Your work is not you. So your novel was rejected and, if you were lucky (yes—lucky I said) they gave you some scathing or tepid advice about why. I’m willing to bet the editors did not say “You’re shoes are dumb and your breath smells like coffee farts. Oh, and your momma was a Clydesdale.” And if they did—that editor was having a really shitty day and you should send them some flowers—back on point. You are not your work. Rejection of your work is not a measure of your worth as a person or as a writer. Everything in life that we want to get better at, takes practice, and the best practice includes mistakes and their inherent lessons. Your work is not perfect, but it is changeable. You are not perfect, and you don’t have to be. Rejection of your work means you are out there, in the business building a better story and standing behind it. Don’t take it personally.

If they do offer you any advice, cutting or kind, PLEASE respond with a heartfelt thank you for their time in helping you become better. Assure them that you’ll consider their input and try again as guidelines allow.

And your mother doesn’t look like a Clydesdale.

But she’s a pretty momma.

2.) Submitting your work gets easier.

I remember the first few poems, short stories, and novels that I submitted, and it felt like sending my babies out into a wild cavern full of hungry wolves. It was heart wrenching to wait and equally devastating to hear that they’d been torn apart and spit out. But, with the aforementioned advice on rejection I’ve learned that a rejection notice isn’t a ticket to give up and stop trying. It’s one opinion, it’s one grade, it’s one lesson. And there are too many more to try to waste the time fretting over the one.

So, keep trying–submit like a goddamn machine. Schedule it, prioritize it, research possible avenues for your work. Put aside time each week to find the right places for your voice. Record where you’ve submitted, when, the cost, the call-back date, and the work (this is especially important if no simultaneous submissions are part of the rules *see #3 below*). The more you submit, the wider the net you cast, the more likely you are to catch something. Don’t keep submitting to the same publisher/agent/journal/paper, with the same story/novel/poem/essay and expect different results.

3.) Read the Damn Guidelines and Follow Them As Though Your Life Depended On It.

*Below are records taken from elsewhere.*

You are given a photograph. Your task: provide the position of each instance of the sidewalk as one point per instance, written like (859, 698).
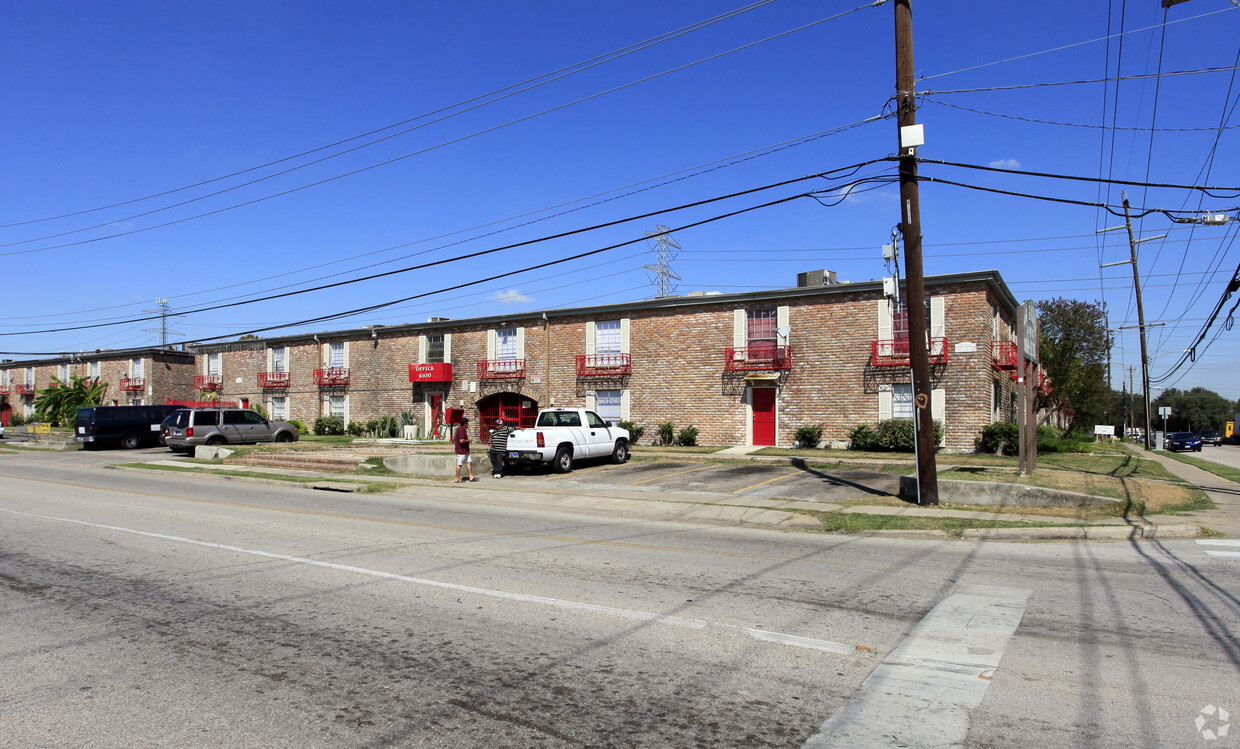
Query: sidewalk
(776, 512)
(1225, 518)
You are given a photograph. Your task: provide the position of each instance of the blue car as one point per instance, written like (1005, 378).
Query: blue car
(1183, 440)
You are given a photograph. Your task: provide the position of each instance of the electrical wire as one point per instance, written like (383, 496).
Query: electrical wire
(525, 86)
(385, 163)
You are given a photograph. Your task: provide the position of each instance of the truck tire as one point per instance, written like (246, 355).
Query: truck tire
(563, 460)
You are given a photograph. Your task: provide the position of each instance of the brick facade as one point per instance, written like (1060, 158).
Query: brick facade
(165, 375)
(678, 370)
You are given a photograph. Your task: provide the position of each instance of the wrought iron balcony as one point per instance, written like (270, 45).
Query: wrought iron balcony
(758, 358)
(1003, 355)
(603, 365)
(331, 377)
(208, 382)
(895, 352)
(501, 368)
(273, 380)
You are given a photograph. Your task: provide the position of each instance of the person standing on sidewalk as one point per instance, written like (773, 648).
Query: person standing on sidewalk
(461, 440)
(499, 447)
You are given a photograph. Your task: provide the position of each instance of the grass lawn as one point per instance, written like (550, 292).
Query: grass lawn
(1218, 469)
(368, 486)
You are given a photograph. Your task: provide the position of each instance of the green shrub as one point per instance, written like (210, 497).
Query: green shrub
(635, 432)
(890, 435)
(996, 433)
(809, 437)
(329, 425)
(862, 437)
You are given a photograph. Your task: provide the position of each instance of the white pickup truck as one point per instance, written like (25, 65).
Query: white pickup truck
(562, 435)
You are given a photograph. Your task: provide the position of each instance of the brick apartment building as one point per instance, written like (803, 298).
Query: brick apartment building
(744, 368)
(134, 377)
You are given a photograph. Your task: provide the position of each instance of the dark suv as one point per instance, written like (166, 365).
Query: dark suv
(217, 425)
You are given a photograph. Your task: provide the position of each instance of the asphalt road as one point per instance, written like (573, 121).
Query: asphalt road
(175, 610)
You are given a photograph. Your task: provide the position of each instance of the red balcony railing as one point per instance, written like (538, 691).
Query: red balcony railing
(331, 377)
(1003, 355)
(273, 380)
(501, 368)
(603, 365)
(895, 352)
(758, 358)
(208, 382)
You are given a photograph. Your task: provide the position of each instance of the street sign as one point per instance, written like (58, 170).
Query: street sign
(1029, 331)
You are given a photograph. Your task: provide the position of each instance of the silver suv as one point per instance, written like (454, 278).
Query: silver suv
(210, 425)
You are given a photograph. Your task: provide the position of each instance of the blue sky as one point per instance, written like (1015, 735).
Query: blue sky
(143, 145)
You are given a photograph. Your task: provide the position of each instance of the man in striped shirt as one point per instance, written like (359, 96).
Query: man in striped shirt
(499, 447)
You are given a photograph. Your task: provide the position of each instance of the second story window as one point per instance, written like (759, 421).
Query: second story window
(606, 336)
(761, 326)
(435, 349)
(505, 344)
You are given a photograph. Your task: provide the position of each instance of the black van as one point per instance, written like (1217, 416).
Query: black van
(125, 425)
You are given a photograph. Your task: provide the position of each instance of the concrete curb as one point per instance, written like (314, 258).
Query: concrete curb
(1088, 532)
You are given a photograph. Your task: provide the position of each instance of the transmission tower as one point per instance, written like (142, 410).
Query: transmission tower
(662, 274)
(164, 311)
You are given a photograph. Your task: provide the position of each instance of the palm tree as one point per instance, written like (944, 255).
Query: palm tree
(58, 403)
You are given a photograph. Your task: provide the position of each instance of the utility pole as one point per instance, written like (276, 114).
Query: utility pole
(1141, 318)
(910, 227)
(1141, 311)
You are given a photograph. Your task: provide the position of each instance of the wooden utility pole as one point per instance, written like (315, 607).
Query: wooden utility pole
(910, 228)
(1141, 316)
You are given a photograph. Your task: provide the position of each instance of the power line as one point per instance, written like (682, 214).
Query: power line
(388, 161)
(475, 254)
(515, 88)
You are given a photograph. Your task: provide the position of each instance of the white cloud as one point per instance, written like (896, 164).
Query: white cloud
(511, 296)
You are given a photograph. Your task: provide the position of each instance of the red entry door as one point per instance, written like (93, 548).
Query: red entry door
(763, 399)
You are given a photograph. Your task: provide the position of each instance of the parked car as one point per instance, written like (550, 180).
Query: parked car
(217, 425)
(1210, 437)
(562, 435)
(1183, 440)
(125, 425)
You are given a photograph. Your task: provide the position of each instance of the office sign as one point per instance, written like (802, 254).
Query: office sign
(435, 372)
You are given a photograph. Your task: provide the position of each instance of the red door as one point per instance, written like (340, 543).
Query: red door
(763, 399)
(513, 408)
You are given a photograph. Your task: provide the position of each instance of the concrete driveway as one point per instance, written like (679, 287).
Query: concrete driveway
(754, 480)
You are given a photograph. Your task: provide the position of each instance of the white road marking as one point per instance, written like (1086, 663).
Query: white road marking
(768, 636)
(920, 695)
(1219, 542)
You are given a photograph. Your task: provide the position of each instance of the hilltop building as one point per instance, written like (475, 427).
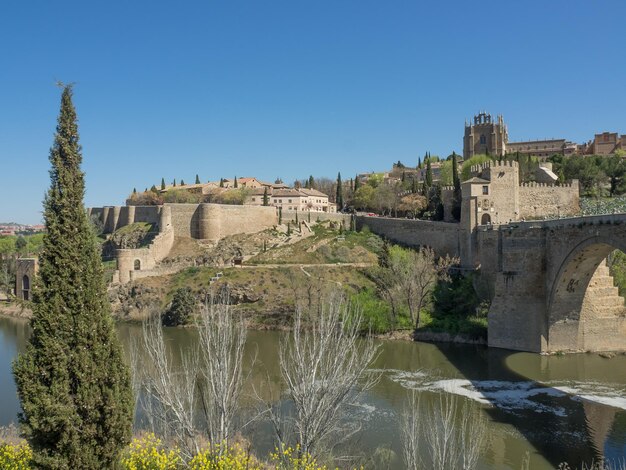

Seriously, my pen pals, I cannot stress it enough. It irks the hell out of me to have a beautifully written story in a waste pile because you didn’t take the time to read the requirements, word count, genre, or editor’s rules. Sometimes one of the biggest filters any job/class/test/editor uses is the simple test of if the candidate can follow directions. So don’t be the douche that thinks you’re above jumping all the hoops. Show them respect by following the details. Then wow them with your work.

4.) Take the small wins

I don’t care if your local church newsletter published your tuna casserole recipe (how Minnesotan of you, Sarah!) or you had a haiku featured on a blog, or had a guest editorial in a nationally ran newspaper. Take it! Enjoy it, and pat yourself on the back. These are the small steps that help you understand that your perseverance leads to good things and eventually, bigger things. Don’t go resting on your church cookbook laurels though. Celebrate and get back to work.

5.) Think about your endgame and plan accordingly

There are a lot of readers in the world (Hell, I’m one! I know you’re one!) which means there are eyes and minds out there for every story. Whatever your endgame is for your writing, decide early. Are you doing this to build a platform for future projects? Are you submitting because you love that particular journal? Is it for the love of your story? Or is it for profit or prestige. TO BE CLEAR: NEITHER OF THOSE ARE WRONG. But the path to each will be greatly different. So steer your submitting towards what you want to be when you grow up, whether that’s a world-wide best selling author, a respected indie poet, or someone who’s work affects even just one other person.

Well–That’s all I’ve got this month for advice on submitting. Do it prolifically. Don’t take rejection personally. Stay true to your voice and purpose as a writer and author.